NorthStar participated in several key sessions at the meeting. The Opening Plenary Session, “Supporting a Reliable, Non-HEU Mo-99 Supply,” featured a presentation by James Harvey, PhD, SVP and Chief Science Officer of NorthStar Medical Radioisotopes, who spoke about “Lessons Learned: Path to Approval.” Dr. Harvey later presented an update on domestic production of Mo-99 via neutron capture in a session devoted to Mo-99 production projects and technologies.
“We are pleased to recognize NorthStar Medical Radioisotopes’ outstanding achievement for being the first producer of Mo-99 in the United States in nearly 30 years,” said Peter H. Hanlon, Assistant Deputy Administrator, Office of Material Management and Minimization, NNSA, while presenting the Award for Outstanding Achievement at NNSA’s 2018 Annual Topical Meeting. “NorthStar’s success directly supports the National Nuclear Security Administration’s goal to reduce the use of highly enriched uranium in civilian commercial applications.

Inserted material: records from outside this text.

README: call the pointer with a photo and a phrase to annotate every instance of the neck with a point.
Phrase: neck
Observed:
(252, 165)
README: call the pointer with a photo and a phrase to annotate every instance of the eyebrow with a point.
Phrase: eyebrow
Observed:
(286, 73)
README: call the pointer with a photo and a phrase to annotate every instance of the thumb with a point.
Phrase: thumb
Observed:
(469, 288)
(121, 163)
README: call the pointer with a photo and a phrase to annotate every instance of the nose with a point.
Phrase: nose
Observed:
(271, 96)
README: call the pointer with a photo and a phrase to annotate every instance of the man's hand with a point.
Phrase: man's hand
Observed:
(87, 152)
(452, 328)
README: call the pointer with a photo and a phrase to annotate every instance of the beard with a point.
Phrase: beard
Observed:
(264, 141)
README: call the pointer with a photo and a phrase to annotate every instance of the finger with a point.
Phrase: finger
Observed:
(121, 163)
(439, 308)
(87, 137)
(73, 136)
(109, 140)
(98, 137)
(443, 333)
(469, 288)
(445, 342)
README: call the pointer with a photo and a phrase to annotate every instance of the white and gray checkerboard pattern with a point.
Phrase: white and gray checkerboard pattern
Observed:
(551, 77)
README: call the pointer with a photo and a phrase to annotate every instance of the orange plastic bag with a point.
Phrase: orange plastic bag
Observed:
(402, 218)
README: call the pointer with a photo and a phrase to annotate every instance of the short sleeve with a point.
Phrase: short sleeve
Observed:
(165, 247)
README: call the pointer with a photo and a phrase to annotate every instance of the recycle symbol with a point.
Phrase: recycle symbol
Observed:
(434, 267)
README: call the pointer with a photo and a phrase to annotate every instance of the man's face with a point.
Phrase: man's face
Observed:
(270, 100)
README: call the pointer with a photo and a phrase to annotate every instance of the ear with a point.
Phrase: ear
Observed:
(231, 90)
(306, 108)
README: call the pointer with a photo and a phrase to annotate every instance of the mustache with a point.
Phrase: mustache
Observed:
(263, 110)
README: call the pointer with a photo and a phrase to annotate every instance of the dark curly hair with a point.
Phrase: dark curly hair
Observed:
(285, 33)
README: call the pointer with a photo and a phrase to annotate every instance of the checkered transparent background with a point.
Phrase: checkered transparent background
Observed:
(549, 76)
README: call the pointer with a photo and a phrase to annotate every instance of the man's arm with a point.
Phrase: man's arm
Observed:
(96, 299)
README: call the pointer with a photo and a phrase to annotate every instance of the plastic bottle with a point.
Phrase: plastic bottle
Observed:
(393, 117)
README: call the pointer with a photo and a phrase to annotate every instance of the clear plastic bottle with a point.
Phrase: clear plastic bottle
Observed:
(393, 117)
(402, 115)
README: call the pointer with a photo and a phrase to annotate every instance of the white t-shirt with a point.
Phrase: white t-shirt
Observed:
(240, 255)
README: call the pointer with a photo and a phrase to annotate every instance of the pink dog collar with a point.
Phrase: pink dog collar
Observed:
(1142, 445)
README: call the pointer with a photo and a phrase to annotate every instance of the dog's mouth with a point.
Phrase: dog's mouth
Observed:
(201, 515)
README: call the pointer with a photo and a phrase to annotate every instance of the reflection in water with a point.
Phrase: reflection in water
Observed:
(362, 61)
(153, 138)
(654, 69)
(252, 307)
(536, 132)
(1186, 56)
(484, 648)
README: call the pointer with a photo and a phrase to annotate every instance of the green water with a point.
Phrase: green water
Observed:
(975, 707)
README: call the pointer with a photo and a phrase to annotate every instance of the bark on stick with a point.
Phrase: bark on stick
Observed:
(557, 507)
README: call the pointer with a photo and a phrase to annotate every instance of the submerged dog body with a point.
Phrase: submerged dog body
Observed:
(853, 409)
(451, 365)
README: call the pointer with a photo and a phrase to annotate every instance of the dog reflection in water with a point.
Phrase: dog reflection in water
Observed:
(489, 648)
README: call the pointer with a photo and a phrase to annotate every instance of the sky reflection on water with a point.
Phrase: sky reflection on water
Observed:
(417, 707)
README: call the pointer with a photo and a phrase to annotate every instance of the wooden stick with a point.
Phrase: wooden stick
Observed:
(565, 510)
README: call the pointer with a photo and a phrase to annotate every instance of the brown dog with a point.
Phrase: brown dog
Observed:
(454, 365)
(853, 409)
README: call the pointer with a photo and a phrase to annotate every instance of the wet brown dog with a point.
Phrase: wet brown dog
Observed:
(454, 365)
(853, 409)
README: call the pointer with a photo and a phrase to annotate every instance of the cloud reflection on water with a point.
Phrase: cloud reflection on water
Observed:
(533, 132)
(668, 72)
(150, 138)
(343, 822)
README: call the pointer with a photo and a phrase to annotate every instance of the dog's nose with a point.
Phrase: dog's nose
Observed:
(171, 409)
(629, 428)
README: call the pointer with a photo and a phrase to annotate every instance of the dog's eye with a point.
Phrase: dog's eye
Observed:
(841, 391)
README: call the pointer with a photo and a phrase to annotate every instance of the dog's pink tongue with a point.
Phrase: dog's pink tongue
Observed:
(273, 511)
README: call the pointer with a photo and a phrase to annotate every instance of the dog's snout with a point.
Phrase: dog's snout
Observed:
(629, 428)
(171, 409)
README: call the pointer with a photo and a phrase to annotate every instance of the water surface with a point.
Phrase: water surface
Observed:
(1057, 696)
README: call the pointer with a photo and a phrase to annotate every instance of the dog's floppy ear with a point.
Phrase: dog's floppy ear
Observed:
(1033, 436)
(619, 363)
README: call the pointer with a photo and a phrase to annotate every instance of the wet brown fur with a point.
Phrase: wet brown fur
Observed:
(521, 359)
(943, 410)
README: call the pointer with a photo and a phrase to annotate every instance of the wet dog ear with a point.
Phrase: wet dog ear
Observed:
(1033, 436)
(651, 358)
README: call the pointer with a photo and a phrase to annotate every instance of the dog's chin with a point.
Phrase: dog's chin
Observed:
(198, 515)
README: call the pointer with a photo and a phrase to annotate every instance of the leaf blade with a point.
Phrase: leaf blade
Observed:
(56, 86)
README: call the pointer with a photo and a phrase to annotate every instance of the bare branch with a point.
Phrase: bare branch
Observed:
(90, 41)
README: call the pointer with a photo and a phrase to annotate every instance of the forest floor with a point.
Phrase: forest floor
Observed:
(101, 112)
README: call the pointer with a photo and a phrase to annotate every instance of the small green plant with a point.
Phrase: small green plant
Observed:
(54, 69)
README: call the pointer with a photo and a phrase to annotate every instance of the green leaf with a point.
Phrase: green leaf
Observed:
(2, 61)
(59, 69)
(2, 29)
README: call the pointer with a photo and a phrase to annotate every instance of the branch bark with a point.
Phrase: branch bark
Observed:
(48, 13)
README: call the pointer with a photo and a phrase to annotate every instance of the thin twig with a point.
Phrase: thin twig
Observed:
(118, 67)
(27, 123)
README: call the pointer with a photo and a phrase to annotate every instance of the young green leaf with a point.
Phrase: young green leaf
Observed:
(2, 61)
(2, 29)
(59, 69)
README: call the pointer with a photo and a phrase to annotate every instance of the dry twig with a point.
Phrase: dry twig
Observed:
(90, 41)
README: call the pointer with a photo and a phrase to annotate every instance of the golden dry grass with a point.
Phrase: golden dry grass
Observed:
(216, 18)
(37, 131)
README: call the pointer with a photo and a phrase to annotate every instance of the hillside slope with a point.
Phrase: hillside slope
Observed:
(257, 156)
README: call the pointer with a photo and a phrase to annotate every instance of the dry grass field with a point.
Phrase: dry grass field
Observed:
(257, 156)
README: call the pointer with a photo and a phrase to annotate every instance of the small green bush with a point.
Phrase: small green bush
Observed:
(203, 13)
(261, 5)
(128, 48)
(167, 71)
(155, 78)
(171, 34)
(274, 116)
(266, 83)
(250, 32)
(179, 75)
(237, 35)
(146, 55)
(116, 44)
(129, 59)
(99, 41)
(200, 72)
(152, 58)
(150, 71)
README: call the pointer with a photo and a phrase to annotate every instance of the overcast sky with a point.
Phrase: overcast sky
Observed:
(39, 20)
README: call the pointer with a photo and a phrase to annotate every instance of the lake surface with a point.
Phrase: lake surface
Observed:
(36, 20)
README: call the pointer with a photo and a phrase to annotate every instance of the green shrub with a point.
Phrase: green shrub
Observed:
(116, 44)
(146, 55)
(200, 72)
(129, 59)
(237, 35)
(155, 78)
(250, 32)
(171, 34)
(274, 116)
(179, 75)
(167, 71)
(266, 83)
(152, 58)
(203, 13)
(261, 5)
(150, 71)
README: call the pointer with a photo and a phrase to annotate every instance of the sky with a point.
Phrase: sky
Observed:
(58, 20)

NorthStar’s efforts have resulted in a safer world while contributing to a stable supply of this crucial medical radioisotope for American patients.”
“NNSA has partnered with NorthStar Medical Radioisotopes for seven years to develop the RadioGenix System and modernize the neutron capture process for the production Mo-99 without the use of uranium,” said George Messina, Chairman Emeritus of NorthStar Medical Radioisotopes. “It’s gratifying that our efforts became realized through the FDA’s approval of the RadioGenix System. NNSA’s close collaboration, outstanding working relationship and support of NorthStar have been instrumental in achieving this success.”
“In addition to sincere appreciation for the support and efforts of NNSA, I would like to recognize and thank our partners at the University of Missouri Research Reactor (MURR®) for their important contribution to the success of this project,” said Stephen Merrick, President and CEO of NorthStar Medical Radioisotopes. “As a result of this highly successful collaboration between government, academia and industry, NorthStar has reached a transformative inflection point in our mission to provide a reliable supply of Mo-99 produced without uranium to meet U.S. healthcare needs and strengthen national security. The commercial launch of the RadioGenix System is well underway, and we are ramping up expansion activities to further increase production capacity for domestically-produced Mo-99.”
The Mo-99 Topical Meeting is intended to serve as a workshop where international and domestic policy and technical experts can gather to present and discuss progress toward achieving the production of Mo-99 without the use of highly enriched uranium (HEU) in support of nonproliferation objectives and global reliability of supply.
Partial funding for NorthStar’s technology was provided by the U.S. Department of Energy’s National Nuclear Security Administration. Under provisions of the American Medical Isotopes Production Act of 2012, efforts have been made to establish domestic production of Mo-99 and to promote the use of Mo-99 produced without reliance on highly enriched uranium, which is a nuclear proliferation risk. NorthStar’s technology uses stable isotopes of molybdenum, rather than enriched uranium, thereby avoiding the national security and environmental risks associated with enriched uranium.